# Need opinions on salt spreaders in a hurry!!1



## hardwoodcd (Dec 29, 2010)

I am purchasing a one ton dump truck with a 10' crysteel dump body on it. I have been plowing for quite a few years but I'm brand new to salting. It is going to take about 6 tons of salt to do the lot I'm taking over. I need your opinions on salters. V Box vs. under tailgate. And what name brand and model you guys are having the best luck with. As always, thanks in advance!!!
Casey


----------



## rblake (Nov 17, 2007)

i have always used a v box spreader. you would need to fill up three times if you get a 1.8 yard box. never did like the idea of having the bed up when salting. my friends with larger dump trucks use under tail gate spreaders all the time.


----------



## lawnboy2121 (Jan 25, 2007)

a fisher 10 ft vbox will hold 4 yds or tons heaped. I have fisher, downeaster, and torell sanders they all work good the fisher throws the farthest of the three i have


----------



## Morrissey snow removal (Sep 30, 2006)

i always liked the torwells with hide away hydrolics ice are nice if they still made them and hi ways are good aswell


----------



## hardwoodcd (Dec 29, 2010)

I should also mention that my truck doesn't have central hydraulics so an under tailgate would have to be electric.


----------



## lilweeds (Aug 3, 2007)

I like my Swenson RTEL. Great spreader and since it's lighter then most v boxes I can haul more salt. Also having the salt in the back makes for good ballast for the plow.


----------



## leigh (Jan 2, 2009)

I use a swenson under tailgate. Less weight than a v box, lower center of gravity,electric,easy on off, less summer storage room needed,less expensive than a comparable size v box. Negative,takes some getting used to raising body.


----------



## snocrete (Feb 28, 2009)

lawnboy2121;1518686 said:


> a fisher 10 ft vbox will hold 4 yds or tons heaped. I have fisher, downeaster, and torell sanders they all work good the fisher throws the farthest of the three i have


I doubt that would be within the rated working capacity of any 1ton....once loaded with material...

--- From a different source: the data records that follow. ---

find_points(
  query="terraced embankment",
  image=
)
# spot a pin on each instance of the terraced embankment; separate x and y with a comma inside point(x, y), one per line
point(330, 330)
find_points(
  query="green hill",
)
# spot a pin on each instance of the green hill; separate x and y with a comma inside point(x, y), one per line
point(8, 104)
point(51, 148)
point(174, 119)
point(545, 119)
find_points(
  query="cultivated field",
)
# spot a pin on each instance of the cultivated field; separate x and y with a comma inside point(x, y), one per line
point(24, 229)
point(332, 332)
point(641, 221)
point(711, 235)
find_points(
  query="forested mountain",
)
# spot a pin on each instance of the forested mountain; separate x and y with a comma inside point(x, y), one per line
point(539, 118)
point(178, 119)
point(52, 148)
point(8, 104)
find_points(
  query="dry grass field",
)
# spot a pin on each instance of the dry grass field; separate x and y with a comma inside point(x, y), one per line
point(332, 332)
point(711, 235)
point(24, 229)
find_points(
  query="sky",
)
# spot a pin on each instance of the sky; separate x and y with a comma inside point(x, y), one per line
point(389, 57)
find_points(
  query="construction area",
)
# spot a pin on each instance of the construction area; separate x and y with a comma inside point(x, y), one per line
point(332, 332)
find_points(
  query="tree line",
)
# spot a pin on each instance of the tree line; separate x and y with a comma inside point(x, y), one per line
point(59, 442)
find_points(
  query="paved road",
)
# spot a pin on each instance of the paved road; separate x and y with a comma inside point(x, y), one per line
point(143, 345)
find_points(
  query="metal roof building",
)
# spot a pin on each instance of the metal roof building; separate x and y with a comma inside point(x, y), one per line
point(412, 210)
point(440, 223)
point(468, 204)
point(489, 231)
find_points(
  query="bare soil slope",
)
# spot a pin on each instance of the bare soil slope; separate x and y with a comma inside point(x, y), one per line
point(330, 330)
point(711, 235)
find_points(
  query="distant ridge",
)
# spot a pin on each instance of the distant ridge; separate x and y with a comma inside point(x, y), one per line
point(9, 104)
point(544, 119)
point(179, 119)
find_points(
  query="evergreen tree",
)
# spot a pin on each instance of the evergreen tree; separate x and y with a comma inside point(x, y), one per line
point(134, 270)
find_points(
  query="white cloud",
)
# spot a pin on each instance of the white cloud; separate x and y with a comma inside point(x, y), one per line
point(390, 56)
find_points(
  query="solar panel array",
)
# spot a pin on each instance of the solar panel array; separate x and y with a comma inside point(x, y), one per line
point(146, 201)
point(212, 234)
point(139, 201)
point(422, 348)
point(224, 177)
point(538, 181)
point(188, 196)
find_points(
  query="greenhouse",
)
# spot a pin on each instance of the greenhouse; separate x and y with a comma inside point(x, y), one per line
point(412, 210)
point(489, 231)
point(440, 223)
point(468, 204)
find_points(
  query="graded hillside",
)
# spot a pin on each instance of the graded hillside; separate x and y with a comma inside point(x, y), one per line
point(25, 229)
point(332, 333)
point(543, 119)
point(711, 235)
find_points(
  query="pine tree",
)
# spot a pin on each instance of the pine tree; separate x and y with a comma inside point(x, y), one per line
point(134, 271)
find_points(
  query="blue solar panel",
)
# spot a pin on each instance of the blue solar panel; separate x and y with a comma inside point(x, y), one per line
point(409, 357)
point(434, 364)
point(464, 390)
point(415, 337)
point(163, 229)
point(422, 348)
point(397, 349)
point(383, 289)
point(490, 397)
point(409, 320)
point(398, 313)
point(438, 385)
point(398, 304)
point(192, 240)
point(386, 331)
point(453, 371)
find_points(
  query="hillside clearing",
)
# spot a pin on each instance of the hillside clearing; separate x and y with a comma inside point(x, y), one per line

We run a Snowex 2400 elec. tailgate replacement on a 1ton dump. leigh already touched on some of the benefits of an under tailgate or tailgate replacement. We have been very happy with the way our snowex spreaders have performed....wouldnt hesitate to buy more.


----------



## cet (Oct 2, 2004)

I would buy a replacement tailgate spreader before I bought an under tailgate one but my first choice would be a V box.


----------



## hardwoodcd (Dec 29, 2010)

thank you for all the responses. could someone shed some light on if this is a good deal?
http://www.ebay.com/itm/281027832651?ssPageName=STRK:MEWAX:IT&_trksid=p3984.m1423.l2649 Snow ex's website doesn't list a HD 2400. I assume this is a SP 2400. Does that sound right to you guys? chime in. I have to have this truck set up pronto!!!!


----------



## hardwoodcd (Dec 29, 2010)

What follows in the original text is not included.